As they realized to their chagrin on November 6, 2012, there so much, mileage you can get from being obstructionist. The party’s flag bearer –Mitt Romney was politically obliterated and the inflexible ideological platform he ran on, rejected and punctured by American people- whose only desire is for elected leaders to do the business of the people and check their ideological differences at the door of the hallowed chamber of the Capitol Building. The electoral evisceration of Mitt Romney presented a sobering reality to the Republicans and forced them to come to terms that the party cannot be seen for ever as the “Dr. No” party and expect to reap electoral victories.
The leadership of the party has since November 6, been engaging in several soul searching approaches to make it more marketable to the American people. It still remains a defaced and muddied brand and the fiscal cliff talks was going to make the party even a harder sell, if the leadership had stuck to its ideological guns and refused to play ball.
After several harangues and overt threats from the anti-tax denizen-Glover Norquist- a man whose influence on one of the defining elements of the Republican Platform-taxes and taxation has made him a much-feared person had failed to whip the Congressional Republicans on line and the bully pulpit that President Obama had employed, the Congressional Republicans were forced to kowtow to popular will and national sentiment and voted to avert the fiscal cliff.

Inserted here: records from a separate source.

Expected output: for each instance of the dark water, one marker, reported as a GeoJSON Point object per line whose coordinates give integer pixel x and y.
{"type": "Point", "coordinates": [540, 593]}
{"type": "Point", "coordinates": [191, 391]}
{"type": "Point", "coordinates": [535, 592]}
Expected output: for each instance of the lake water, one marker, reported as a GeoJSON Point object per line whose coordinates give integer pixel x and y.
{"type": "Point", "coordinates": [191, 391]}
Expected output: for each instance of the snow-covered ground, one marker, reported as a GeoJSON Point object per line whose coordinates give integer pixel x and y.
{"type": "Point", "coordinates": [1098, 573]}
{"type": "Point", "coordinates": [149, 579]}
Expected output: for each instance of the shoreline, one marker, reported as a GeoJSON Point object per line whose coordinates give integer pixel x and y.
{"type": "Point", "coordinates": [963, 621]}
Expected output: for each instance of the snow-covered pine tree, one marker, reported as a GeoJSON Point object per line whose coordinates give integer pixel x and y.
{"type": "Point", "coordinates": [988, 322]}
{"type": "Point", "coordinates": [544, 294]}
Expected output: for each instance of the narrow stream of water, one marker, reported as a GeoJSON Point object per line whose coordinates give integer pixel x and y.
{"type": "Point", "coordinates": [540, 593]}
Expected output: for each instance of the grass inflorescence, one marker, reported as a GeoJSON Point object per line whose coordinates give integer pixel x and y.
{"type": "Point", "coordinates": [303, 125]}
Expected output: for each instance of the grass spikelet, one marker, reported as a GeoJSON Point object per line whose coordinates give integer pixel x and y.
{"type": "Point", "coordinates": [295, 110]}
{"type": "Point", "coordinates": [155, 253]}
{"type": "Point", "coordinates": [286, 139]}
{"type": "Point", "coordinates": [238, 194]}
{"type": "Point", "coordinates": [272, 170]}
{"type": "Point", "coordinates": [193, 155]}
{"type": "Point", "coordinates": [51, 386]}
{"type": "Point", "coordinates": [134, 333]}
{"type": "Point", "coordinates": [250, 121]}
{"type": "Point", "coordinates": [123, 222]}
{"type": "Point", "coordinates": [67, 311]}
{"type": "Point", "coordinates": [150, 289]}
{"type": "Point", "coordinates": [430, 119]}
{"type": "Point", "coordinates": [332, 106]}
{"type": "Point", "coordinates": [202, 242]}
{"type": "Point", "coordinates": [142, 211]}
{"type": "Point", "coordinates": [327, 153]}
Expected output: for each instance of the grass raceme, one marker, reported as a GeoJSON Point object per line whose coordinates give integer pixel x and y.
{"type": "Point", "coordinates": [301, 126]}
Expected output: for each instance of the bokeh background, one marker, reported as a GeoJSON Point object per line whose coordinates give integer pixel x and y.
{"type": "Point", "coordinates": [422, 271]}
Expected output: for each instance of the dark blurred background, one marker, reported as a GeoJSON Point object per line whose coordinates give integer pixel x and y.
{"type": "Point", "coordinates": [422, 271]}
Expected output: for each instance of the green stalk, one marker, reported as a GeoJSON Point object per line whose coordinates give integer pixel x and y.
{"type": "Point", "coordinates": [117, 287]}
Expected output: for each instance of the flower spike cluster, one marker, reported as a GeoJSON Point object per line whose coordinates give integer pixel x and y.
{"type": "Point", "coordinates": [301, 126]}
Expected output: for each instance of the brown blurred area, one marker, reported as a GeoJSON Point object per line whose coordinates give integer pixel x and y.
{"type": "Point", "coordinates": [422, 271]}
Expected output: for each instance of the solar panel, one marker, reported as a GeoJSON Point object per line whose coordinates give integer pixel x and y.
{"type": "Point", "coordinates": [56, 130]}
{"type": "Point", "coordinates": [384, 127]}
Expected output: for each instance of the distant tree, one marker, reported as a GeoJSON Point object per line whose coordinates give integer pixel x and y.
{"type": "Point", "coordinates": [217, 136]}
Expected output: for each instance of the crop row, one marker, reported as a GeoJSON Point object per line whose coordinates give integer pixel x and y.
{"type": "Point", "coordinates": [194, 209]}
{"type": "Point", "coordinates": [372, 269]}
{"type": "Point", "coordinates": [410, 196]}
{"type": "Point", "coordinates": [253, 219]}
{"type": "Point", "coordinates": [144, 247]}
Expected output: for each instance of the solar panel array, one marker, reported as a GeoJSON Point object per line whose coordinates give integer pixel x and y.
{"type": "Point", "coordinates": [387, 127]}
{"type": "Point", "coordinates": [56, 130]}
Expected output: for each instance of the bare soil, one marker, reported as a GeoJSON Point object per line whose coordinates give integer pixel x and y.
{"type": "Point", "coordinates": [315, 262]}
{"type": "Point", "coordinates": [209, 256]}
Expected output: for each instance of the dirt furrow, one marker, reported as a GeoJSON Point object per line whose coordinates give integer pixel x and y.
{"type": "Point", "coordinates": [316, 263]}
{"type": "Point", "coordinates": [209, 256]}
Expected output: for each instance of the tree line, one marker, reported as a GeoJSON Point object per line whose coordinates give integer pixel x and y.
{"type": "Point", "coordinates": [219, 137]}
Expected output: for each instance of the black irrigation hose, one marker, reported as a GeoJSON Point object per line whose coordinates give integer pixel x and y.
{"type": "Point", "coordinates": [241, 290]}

The compromise illustrates one cardinal point, and that is the fact that though the two parties are ideologically heterogeneous, that if there is a will to do the people’s business, hard choices can be made, and solutions that move the country forward advanced and employed. The success of the negotiations of the fiscal cliff may usher in a period of bipartisanship in American politics that has been desired and hoped for, by the American people. The mandate President Obama got on November 6, 2012, may have finally rattled the Republican establishment about the need to de-emphasize extreme conservatism and work to win new hearts and minds among the American electorate-especially those who are fiscally conservative but socially liberal but cringe at the vitriol and hate that come from sections of the party’s base.
American politics has always thrived on compromises and hardball negotiations. Some of the landmark bills that were passed such as Voter Acts and Civil Rights Acts were functions of negotiations and hand-wringing from leaders who saw the need to compromise and do the needful.
Here in Nigeria, we are faced with so many challenges- daunting challenges that would require support across ethnic and religious lines. I believe Nigeria could be the country of our dreams if we de-emphasize ethnicity and religion from the national fabric and allow ourselves to be propelled by issues that advance national agenda. I have always cringed in horror and have written volumes about ethnic- based organizations that seem to trumpet regional agenda as opposed to national ones.
America on face value may come across as a homogenous society, but the truth is that there are disparate tendencies within its society. But those tendencies get subsumed by a greater national pull. The south has a culture that is decidedly different from the north, but those cultural disparities are not emphasized. What gets emphasized is the greater American creed that everyone has bought into. I think we can do same here in Nigeria. It’s all good and dandy to be an Igbo, Hausa/Fulani, Yoruba, Ibibio, Annang, Ijaw, Efik etc., but the national ethos and values should always trump regional and parochial ones. Just as the Congressional Republicans saw the need to compromise in spite of their ideological bent, Nigerians can begin to celebrate a new nation- a renewal that is anchored on shared values. That should be the spirit that propels us in 2013.